It’s great that this can run on a laptop but FWIW, llama 70B model is no where near “GPT-4 class” in my own use cases. 405B might be, though I haven’t tested it.
When I say GPT-4 class I'm talking about being comparable to the GPT-4 that was released in March 2023.
The Llama 3.3 70B model is clearly no way near as good as today's GPT-4o family of models, or the other top-ranking models today like Gemini 1.5 Pro and Claude 3.5 Sonnet.
To my surprise, Llama 3.3 70B is ranking higher than Claude 3 Opus on https://livebench.ai/ - I'm suspicious of that result, personally. I think Opus was the best available model for a few months earlier this year.
I guess it's because it has the highest score of all models in instruction following, 20 points higher then Opus, which compensates for shortcomings elsewhere (e.g. in language), and which wouldn't necessarily translate to human evaluation of usefulness.
The model you are running isnt the one used in the benchmarks you link.
The default llama3.3 model in ollama is heavily quantized (~4 bit).

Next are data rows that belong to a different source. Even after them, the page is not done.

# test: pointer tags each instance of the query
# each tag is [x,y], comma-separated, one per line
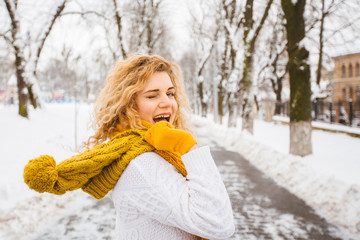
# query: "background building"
[346,88]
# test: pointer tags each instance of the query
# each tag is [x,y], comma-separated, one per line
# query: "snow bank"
[334,196]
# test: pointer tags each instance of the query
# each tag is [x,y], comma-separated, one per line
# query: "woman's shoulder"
[145,170]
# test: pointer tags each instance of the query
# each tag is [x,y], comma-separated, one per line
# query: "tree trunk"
[299,71]
[247,86]
[247,95]
[321,41]
[22,91]
[278,96]
[220,102]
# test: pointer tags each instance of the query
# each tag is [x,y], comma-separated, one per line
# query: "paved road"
[263,209]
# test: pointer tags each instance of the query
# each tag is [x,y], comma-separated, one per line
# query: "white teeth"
[163,116]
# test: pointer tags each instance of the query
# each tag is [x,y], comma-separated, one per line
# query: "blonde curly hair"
[116,102]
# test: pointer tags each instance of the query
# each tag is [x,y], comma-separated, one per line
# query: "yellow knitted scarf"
[96,170]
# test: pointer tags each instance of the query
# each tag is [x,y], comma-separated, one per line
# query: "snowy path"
[262,210]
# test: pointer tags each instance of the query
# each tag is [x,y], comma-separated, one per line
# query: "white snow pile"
[328,180]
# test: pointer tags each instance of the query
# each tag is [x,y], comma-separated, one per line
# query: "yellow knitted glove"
[163,136]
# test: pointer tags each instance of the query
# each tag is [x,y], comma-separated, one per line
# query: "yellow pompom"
[40,174]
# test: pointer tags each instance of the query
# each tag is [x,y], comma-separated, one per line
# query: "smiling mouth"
[165,117]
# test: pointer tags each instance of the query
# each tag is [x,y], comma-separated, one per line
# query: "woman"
[163,185]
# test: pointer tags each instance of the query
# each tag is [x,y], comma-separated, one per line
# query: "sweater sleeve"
[198,204]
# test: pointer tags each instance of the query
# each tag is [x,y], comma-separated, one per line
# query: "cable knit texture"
[154,201]
[96,170]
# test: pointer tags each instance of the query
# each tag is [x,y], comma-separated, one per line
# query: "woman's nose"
[164,101]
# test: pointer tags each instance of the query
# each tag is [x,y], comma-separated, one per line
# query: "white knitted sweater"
[154,201]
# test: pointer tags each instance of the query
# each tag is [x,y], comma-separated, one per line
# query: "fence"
[347,113]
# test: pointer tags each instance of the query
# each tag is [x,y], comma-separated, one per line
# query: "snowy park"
[327,180]
[275,84]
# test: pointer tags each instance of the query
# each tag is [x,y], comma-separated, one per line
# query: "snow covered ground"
[327,180]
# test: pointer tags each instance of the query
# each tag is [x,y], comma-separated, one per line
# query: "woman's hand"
[163,136]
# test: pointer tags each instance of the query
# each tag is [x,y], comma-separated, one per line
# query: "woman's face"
[157,101]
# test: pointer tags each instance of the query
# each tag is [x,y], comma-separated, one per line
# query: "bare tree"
[251,33]
[299,71]
[26,67]
[204,32]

Running the full fp16 model, or even an 8-bit quant wouldnt be possible on your laptop with 64G RAM.
Vibes, based on what I can remember using that model for.
There's still a gpt-4 model available via the OpenAI API, but it's gpt-4-0613 from June 2023 - the March 2023 snapshot gpt-4-0314 is no longer available.

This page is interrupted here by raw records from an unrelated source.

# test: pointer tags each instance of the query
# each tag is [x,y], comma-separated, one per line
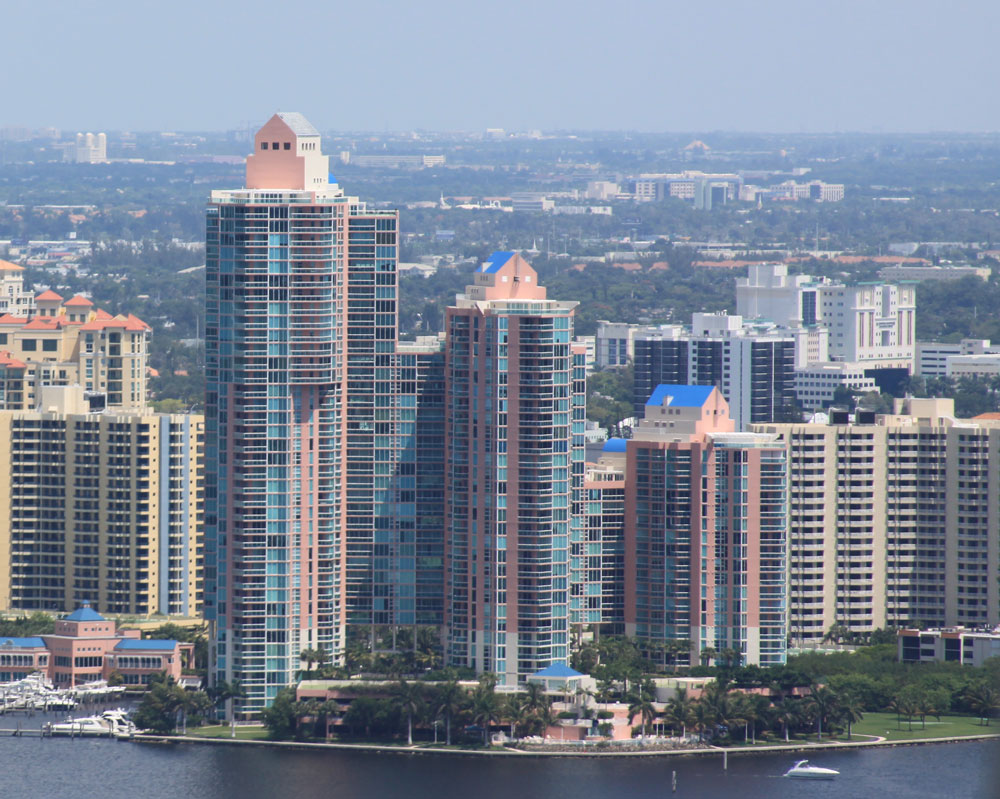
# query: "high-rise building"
[102,507]
[892,520]
[753,366]
[870,323]
[514,418]
[409,576]
[301,283]
[15,299]
[90,148]
[769,292]
[597,595]
[705,529]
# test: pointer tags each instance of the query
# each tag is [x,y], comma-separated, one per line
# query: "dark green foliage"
[166,701]
[37,623]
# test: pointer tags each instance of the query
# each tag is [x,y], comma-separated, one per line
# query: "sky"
[784,66]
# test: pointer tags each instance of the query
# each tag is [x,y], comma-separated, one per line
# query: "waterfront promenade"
[558,750]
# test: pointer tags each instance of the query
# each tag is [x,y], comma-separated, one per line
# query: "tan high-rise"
[100,507]
[892,520]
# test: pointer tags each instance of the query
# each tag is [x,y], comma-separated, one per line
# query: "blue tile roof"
[86,613]
[23,643]
[495,261]
[615,445]
[557,670]
[146,643]
[681,396]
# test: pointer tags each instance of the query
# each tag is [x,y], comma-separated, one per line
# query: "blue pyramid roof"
[85,613]
[558,671]
[680,396]
[498,259]
[23,643]
[150,644]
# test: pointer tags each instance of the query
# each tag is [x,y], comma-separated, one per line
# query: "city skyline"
[892,66]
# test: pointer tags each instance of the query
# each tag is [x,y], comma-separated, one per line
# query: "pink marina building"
[85,647]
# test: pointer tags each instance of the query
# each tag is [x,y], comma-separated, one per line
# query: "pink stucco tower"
[301,288]
[515,404]
[705,529]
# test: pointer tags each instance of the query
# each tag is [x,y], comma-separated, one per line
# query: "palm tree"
[787,714]
[851,711]
[515,711]
[410,697]
[756,708]
[823,703]
[985,700]
[679,711]
[605,691]
[328,710]
[228,692]
[642,705]
[902,705]
[485,710]
[675,648]
[535,696]
[704,717]
[310,656]
[449,700]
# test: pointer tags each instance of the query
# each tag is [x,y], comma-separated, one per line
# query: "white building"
[815,384]
[615,341]
[872,323]
[931,357]
[602,190]
[531,201]
[90,148]
[985,365]
[14,298]
[955,272]
[951,644]
[769,293]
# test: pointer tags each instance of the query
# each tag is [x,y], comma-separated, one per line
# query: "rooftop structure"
[86,647]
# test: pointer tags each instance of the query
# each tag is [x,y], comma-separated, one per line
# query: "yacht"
[803,771]
[111,723]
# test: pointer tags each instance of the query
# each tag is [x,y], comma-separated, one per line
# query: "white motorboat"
[803,771]
[109,723]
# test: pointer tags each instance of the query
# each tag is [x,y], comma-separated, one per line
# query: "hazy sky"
[755,65]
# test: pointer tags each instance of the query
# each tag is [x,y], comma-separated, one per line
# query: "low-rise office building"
[951,645]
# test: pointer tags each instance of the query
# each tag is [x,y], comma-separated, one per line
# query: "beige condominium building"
[893,520]
[70,342]
[100,506]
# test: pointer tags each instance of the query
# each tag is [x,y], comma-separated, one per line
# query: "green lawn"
[880,723]
[223,731]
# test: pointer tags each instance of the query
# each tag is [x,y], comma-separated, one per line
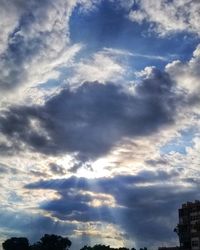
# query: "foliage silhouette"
[52,242]
[16,244]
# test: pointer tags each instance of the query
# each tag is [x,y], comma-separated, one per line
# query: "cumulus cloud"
[91,119]
[101,67]
[145,204]
[168,16]
[187,74]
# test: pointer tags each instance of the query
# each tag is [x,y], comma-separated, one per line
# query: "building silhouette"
[188,228]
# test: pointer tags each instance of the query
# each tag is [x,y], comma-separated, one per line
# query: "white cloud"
[187,74]
[101,67]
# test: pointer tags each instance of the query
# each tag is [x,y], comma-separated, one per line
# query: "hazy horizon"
[99,119]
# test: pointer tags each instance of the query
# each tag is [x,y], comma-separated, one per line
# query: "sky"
[99,119]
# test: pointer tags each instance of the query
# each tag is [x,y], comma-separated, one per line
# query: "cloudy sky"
[99,119]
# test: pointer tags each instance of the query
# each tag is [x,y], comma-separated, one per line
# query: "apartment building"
[188,228]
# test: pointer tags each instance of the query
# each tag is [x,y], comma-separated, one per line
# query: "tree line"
[52,242]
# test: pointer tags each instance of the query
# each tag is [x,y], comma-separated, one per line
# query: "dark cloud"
[31,226]
[94,117]
[146,203]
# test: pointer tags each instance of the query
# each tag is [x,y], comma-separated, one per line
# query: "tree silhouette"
[16,244]
[52,242]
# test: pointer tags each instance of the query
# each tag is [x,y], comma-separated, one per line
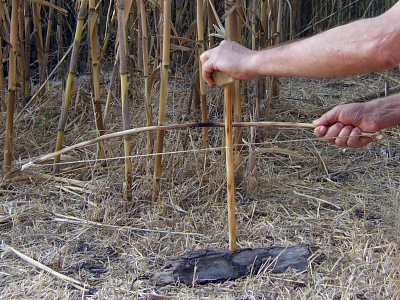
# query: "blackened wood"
[209,265]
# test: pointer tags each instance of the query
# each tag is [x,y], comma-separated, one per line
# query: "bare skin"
[358,47]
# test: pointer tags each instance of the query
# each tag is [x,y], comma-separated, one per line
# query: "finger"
[320,131]
[357,141]
[333,132]
[330,117]
[206,67]
[343,136]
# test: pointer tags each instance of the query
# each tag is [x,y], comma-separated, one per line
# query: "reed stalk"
[12,72]
[21,52]
[36,8]
[201,49]
[252,174]
[71,75]
[61,70]
[123,70]
[374,136]
[27,71]
[111,88]
[108,32]
[211,22]
[93,37]
[163,98]
[230,168]
[2,85]
[147,99]
[48,38]
[233,30]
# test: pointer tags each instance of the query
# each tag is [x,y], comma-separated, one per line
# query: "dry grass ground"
[344,203]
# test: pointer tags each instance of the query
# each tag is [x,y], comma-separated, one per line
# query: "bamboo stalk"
[252,176]
[147,99]
[47,43]
[71,75]
[93,18]
[163,98]
[201,49]
[123,65]
[2,85]
[21,27]
[230,168]
[36,7]
[12,70]
[108,34]
[39,160]
[61,71]
[27,71]
[111,87]
[78,284]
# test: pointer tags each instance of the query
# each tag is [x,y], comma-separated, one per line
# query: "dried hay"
[343,202]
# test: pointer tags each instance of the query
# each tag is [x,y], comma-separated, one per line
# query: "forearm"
[361,46]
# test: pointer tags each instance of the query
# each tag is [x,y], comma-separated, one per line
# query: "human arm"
[343,124]
[361,46]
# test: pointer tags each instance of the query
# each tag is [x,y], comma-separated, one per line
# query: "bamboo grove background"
[148,41]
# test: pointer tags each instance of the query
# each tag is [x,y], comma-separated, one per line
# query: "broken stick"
[223,79]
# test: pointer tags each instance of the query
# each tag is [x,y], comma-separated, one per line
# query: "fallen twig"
[74,220]
[176,126]
[79,285]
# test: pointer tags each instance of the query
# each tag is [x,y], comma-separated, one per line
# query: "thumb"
[330,117]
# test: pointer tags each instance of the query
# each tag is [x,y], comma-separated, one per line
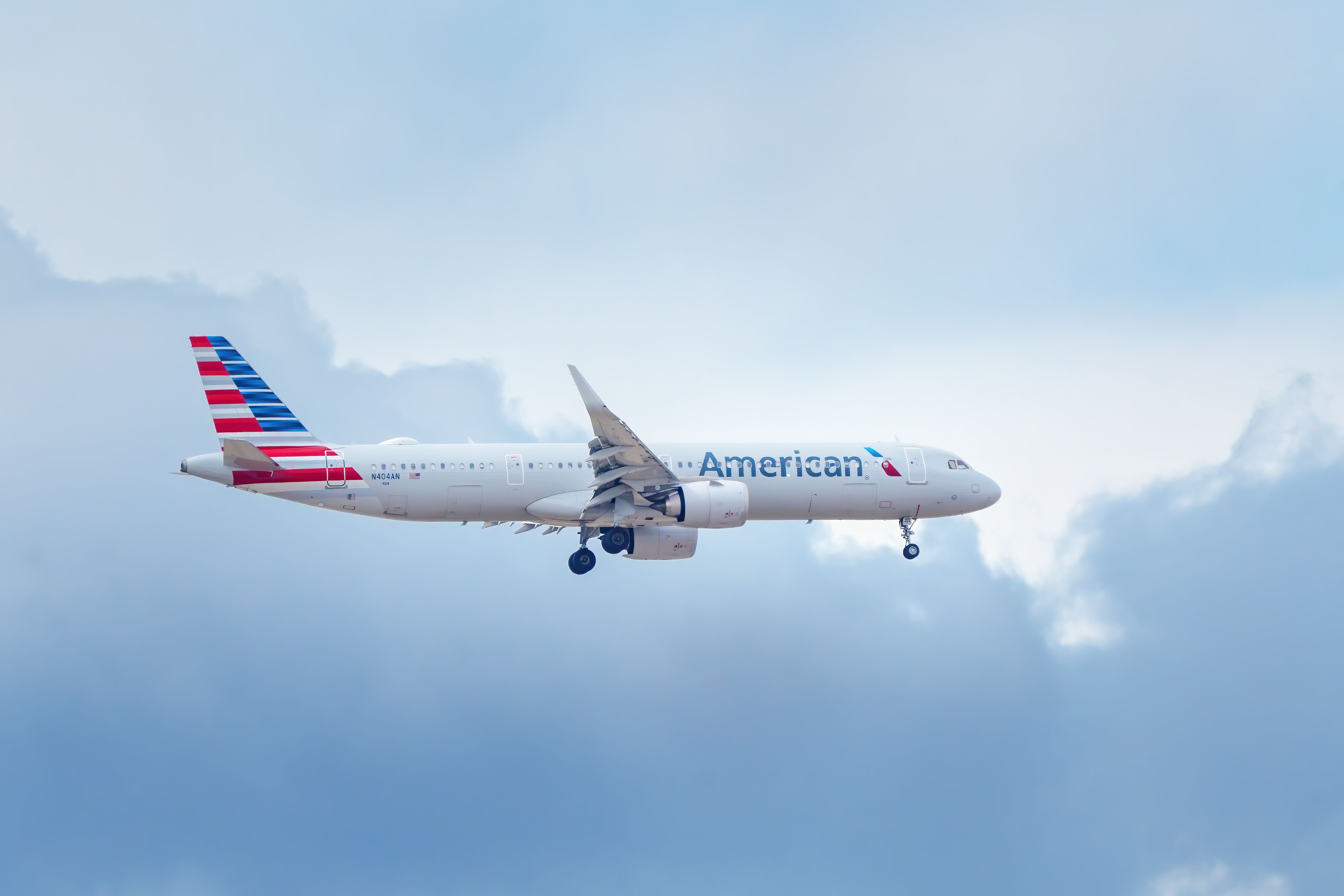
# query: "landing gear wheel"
[582,561]
[616,541]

I'm not going to try for an extensive evaluation comparing it with Llama 3.3 though, life's too short and that's already been done better than I could by https://livebench.ai/
I am not particularly interested in those benchmarks that deliberately expose weaknesses in models: I know that models have weaknesses already!
What I care about is the things that they're proven to be good at - can I do those kinds of things (RAG, summarization, code generation, language translation) directly on my laptop?